Scar panicked, because the gray pantsuit woman was already standing and signaling for her check.
He met Anya halfway to his table and took her hand into his like a gentleman, steering her back toward the bar. He raised his voice enough to carry to the end of the bar.
“Listen,” he said, smooth as he could manage, “you’re gorgeous. But you’re a little…young.”
Anya blinked her false lashes. “Excuse me?”
Scar glanced past her to his mark and heatedly held her gaze when she finally looked at him.
“I like refined,” he continued, his voice warm and persuasive. “A woman who’s independent and seasoned.”
His real mark kept staring.
The bartender’s face tightened. “Wow.”
“I’m just being honest.” He smiled at her as if he were sorry.
He licked his lips at his mark, and increased the heat in his gaze, and to his relief, gray pantsuit sat back down.
Black Ravens
Ex
Ex woke with a chill in his bones.
Not the frustrating, pull-the-covers-up-higher kind.
It was the cold feeling that meant Meridian had never gotten into their bed.
The clock read 1:07 a.m.
He lay there for a few minutes, listening, but there was no life inside their home.
Ex hadn’t asked where Meridian was taking Scar or what he’d planned to do with him. Meridian wasn’t the kind of man who explained himself or justified his actions.

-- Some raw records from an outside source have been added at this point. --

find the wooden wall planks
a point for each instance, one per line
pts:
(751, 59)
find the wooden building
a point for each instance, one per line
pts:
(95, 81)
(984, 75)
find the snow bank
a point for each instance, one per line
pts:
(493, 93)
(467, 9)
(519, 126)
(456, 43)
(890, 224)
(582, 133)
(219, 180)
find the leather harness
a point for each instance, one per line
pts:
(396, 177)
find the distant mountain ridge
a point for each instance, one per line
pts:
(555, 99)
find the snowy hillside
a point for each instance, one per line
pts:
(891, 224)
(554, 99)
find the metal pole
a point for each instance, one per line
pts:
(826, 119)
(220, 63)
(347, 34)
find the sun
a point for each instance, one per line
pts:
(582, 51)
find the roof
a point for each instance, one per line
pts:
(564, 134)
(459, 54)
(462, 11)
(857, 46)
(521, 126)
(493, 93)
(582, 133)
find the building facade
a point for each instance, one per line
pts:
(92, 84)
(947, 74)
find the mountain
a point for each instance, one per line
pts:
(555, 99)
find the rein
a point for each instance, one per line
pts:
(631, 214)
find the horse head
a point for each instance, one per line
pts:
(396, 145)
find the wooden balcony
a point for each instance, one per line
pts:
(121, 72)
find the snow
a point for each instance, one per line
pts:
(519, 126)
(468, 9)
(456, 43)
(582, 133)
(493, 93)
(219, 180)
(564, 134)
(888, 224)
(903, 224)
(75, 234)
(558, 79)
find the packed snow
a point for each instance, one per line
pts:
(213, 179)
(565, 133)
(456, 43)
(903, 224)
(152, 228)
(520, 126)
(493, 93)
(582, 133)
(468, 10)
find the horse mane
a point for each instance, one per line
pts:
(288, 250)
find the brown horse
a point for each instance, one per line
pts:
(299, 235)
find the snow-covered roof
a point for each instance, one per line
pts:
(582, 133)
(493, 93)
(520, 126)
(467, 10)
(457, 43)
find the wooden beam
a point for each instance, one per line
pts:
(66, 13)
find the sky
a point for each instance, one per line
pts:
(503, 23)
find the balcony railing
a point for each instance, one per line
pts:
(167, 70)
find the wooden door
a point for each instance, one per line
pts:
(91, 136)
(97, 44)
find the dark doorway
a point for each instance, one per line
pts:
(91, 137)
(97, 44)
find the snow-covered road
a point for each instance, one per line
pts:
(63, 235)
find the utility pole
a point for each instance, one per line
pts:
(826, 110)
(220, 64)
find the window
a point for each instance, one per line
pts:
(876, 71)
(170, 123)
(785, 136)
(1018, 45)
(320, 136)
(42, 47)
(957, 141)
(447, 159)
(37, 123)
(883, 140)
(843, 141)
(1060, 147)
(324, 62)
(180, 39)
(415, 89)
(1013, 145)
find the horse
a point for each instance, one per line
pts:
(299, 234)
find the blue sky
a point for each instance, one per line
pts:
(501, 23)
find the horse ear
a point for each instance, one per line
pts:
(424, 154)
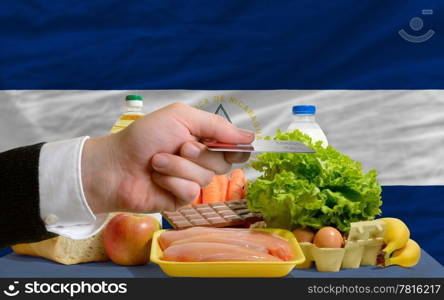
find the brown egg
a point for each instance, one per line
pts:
(303, 235)
(328, 237)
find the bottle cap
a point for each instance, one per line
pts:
(304, 110)
(134, 100)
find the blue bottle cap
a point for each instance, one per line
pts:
(304, 110)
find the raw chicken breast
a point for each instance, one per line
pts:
(198, 252)
(219, 239)
(274, 245)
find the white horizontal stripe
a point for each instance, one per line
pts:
(398, 132)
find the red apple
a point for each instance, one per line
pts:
(127, 238)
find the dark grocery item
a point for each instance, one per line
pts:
(220, 214)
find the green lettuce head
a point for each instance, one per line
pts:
(325, 188)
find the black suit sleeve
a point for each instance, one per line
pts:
(20, 220)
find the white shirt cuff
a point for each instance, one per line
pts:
(63, 206)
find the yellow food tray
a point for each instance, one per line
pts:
(230, 268)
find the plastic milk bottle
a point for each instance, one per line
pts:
(304, 120)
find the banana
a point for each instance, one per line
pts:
(396, 236)
(407, 256)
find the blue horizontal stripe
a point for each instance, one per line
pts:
(219, 45)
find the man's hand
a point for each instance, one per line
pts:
(157, 163)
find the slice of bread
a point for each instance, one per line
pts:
(65, 250)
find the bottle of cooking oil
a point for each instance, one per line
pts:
(134, 105)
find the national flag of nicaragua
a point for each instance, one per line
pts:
(373, 69)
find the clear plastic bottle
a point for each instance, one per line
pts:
(304, 120)
(134, 105)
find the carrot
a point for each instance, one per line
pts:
(236, 187)
(198, 199)
(216, 191)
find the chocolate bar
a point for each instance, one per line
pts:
(221, 214)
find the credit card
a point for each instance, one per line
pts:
(261, 146)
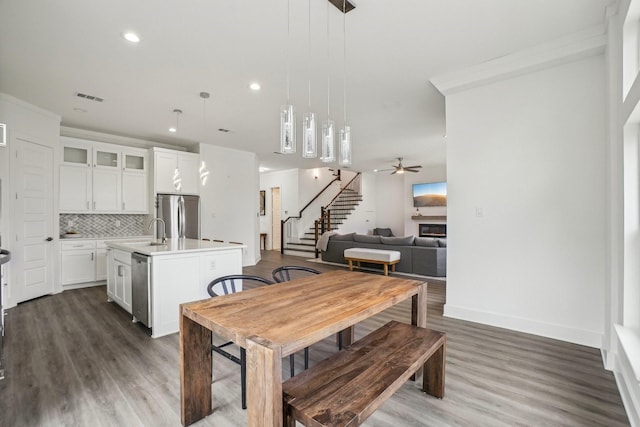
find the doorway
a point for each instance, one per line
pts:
(276, 218)
(32, 183)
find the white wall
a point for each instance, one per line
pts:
(287, 181)
(230, 200)
(530, 151)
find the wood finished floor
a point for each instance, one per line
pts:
(73, 359)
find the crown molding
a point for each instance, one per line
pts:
(114, 139)
(23, 104)
(567, 49)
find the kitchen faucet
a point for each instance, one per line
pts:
(164, 228)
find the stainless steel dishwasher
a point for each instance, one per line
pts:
(141, 288)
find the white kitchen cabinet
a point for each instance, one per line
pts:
(134, 181)
(76, 189)
(102, 178)
(101, 260)
(77, 262)
(106, 178)
(119, 278)
(167, 162)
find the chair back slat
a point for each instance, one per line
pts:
(228, 283)
(282, 274)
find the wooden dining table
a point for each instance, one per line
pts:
(271, 322)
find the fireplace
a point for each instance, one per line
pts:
(432, 230)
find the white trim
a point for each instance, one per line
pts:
(567, 49)
(116, 139)
(530, 326)
(630, 343)
(20, 103)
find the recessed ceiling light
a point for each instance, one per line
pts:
(132, 37)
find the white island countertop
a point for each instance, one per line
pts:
(172, 246)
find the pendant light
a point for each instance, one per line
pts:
(287, 112)
(309, 130)
(328, 132)
(204, 171)
(345, 132)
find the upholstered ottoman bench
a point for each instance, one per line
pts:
(374, 256)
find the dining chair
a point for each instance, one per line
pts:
(229, 285)
(283, 274)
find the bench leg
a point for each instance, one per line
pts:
(433, 376)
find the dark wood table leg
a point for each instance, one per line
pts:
(433, 378)
(264, 384)
(419, 314)
(195, 371)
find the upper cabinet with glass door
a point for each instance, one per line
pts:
(102, 178)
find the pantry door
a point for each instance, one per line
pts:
(32, 264)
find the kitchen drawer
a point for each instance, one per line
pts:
(72, 246)
(122, 256)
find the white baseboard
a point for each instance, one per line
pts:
(549, 330)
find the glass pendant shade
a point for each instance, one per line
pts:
(309, 136)
(287, 129)
(328, 142)
(345, 146)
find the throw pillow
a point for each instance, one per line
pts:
(426, 242)
(385, 232)
(397, 241)
(347, 237)
(365, 238)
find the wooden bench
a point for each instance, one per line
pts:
(373, 256)
(345, 389)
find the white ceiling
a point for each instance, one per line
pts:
(52, 49)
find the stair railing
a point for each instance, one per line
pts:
(284, 222)
(324, 223)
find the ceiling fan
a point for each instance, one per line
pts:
(400, 168)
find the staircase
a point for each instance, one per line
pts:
(332, 216)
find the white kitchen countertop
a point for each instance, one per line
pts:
(173, 246)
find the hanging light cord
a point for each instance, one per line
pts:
(328, 59)
(344, 50)
(309, 58)
(288, 43)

Ex dragged the charcoal goose-down comforter off the bed, wrapped it around himself, and padded barefoot through their condo.

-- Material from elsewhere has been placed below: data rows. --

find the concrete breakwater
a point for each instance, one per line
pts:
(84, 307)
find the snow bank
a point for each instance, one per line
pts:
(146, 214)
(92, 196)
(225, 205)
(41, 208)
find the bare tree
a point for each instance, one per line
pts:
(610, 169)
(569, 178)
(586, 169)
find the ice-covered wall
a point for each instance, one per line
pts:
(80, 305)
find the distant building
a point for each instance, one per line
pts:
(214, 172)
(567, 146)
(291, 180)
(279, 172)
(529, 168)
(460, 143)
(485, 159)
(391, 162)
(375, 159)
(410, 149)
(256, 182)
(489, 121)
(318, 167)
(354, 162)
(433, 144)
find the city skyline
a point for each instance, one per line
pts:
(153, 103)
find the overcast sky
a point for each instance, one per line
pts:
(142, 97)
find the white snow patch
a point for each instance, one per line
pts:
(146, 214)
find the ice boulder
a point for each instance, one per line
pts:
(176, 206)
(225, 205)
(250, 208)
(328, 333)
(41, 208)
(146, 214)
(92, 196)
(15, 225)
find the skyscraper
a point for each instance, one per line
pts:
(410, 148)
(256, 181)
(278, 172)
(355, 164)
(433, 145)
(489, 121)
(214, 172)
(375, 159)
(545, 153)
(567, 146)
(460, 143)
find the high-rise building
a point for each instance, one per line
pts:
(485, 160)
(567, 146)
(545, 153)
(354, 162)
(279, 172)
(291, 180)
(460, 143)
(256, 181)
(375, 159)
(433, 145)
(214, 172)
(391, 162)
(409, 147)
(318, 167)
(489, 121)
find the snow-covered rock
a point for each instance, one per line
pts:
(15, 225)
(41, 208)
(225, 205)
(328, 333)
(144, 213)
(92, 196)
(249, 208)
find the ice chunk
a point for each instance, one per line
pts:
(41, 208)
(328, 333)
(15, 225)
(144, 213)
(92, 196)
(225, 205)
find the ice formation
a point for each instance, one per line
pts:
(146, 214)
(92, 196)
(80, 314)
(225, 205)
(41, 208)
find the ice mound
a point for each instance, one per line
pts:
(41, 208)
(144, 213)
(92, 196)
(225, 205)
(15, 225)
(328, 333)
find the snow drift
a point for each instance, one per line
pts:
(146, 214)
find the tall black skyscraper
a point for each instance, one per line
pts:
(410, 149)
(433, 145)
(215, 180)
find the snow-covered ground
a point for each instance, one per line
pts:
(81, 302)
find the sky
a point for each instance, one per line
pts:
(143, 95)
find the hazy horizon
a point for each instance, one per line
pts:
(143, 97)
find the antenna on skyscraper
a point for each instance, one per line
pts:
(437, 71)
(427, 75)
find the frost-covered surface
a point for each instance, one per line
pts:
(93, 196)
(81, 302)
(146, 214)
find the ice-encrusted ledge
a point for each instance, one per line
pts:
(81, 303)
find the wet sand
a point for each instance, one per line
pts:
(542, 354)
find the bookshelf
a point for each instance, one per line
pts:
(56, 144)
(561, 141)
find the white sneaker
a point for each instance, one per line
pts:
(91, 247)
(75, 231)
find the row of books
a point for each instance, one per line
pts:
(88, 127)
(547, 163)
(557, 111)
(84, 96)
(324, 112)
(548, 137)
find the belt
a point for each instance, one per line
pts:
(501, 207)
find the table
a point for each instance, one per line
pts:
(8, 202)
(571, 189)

It was dark, and the terrace doors were wide open, allowing the winter air to creep in and curl around his calves.
His better half was sitting bare-chested on the patio couch in front of the firepit, with a diamond-cut glass of dark liquor hanging loose in his fingers.

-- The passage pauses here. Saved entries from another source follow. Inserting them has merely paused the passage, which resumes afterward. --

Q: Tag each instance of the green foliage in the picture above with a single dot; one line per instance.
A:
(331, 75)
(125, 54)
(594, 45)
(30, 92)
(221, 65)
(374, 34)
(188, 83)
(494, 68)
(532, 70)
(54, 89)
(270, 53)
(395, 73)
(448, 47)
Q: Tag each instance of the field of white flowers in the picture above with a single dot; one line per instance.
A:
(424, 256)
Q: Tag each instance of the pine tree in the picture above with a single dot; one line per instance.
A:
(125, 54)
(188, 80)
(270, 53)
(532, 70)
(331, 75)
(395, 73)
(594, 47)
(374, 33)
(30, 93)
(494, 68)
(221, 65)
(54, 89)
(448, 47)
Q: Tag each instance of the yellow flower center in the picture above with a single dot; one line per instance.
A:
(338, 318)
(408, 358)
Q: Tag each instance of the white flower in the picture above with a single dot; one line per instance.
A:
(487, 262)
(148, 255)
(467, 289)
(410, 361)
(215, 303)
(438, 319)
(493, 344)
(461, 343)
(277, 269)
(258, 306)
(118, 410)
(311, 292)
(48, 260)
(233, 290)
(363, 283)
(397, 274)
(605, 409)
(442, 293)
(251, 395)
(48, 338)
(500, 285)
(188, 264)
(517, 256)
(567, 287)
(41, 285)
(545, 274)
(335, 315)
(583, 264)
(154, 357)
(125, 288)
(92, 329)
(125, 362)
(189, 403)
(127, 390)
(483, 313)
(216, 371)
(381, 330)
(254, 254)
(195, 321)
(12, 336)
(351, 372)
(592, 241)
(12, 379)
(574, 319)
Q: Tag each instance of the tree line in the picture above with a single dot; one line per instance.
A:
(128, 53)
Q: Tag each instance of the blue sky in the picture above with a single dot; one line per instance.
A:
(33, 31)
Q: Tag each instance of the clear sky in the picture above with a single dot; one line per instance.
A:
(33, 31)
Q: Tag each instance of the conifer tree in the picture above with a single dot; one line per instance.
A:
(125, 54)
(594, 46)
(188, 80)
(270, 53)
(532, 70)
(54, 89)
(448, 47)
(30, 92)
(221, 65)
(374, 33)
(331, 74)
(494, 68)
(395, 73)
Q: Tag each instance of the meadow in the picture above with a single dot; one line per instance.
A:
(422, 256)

They’d been partners for almost a decade, and the sight of Meridian—the light from the flames outlining his endless lines of muscle—still made his heart stutter.
An oversized jet-black Russian sable was draped over his bare shoulders like the night wrapped around perfection. Silk pajama pants rode low on his hips, exposing the dark trail of hair below his navel.
His lover wore the forty-thousand-dollar coat as if he didn’t give a damn if killing animals for clothes was morally wrong or not.
Ex had always been drawn to Meridian’s permanent scowl and eyes so dark they swallowed light instead of reflecting it, but the tension in his shoulders and the tightness at the base of his lover’s throat made unease stir in his stomach.
Meridian was a master at concealing his stress, but sometimes the weight of his authority, responsibility, and command of the Ravens couldn’t be hidden.
Meridian never told anyone, or the world, that he cared or loved, but he showed it by how viciously he fought for them.
He was about to drop the comforter and go to him when a sharp knock at their front door interrupted his thoughts.
Meridian didn’t move or even turn his head as he slipped one of his cigarettes between his lips and lit it.
Ex snorted. “Who have you pissed off now, lover?”
He opened the door, and Jo stood there—looking immaculate as always—flanked by two of her shadow operatives and her intelligence director.
Her long black hair was flowing down her back to the waistband of her tailored pinstriped skirt. The purple silk blouse didn’t have a speck or wrinkle despite the late hour.
“Where the hell is he?” she snapped.
Ex opened the door wider, and Jo’s gaze locked on Meridian’s silhouette beyond the glass doors.
She stalked across their Nero marble floor in her lavender stilettos.
She didn’t bother with a preamble before she went in.
“What the fuck were you thinking, sending Scar after a mark? He’s been here a grand total of five goddamn minutes. He had no recon, backup or a clean exit. You just sent him into the field bare-assed.”
Ex leaned against the wall, watching.
Fuck, Meridian looked good like that. Stoic and completely unbothered.
Midnight-black fur framing the golden skin over his throat. Expensive liquor and white smoke easing past his lips, with amber lighting licking over his chest.
“Well, he did retrieve the data,” one of the intel techs offered.
“Shut the fuck up, Feed!” Jo yelled. “That’s not the point.”
Meridian took another slow sip of his drink. “Scar is smarter and more resourceful than you think.”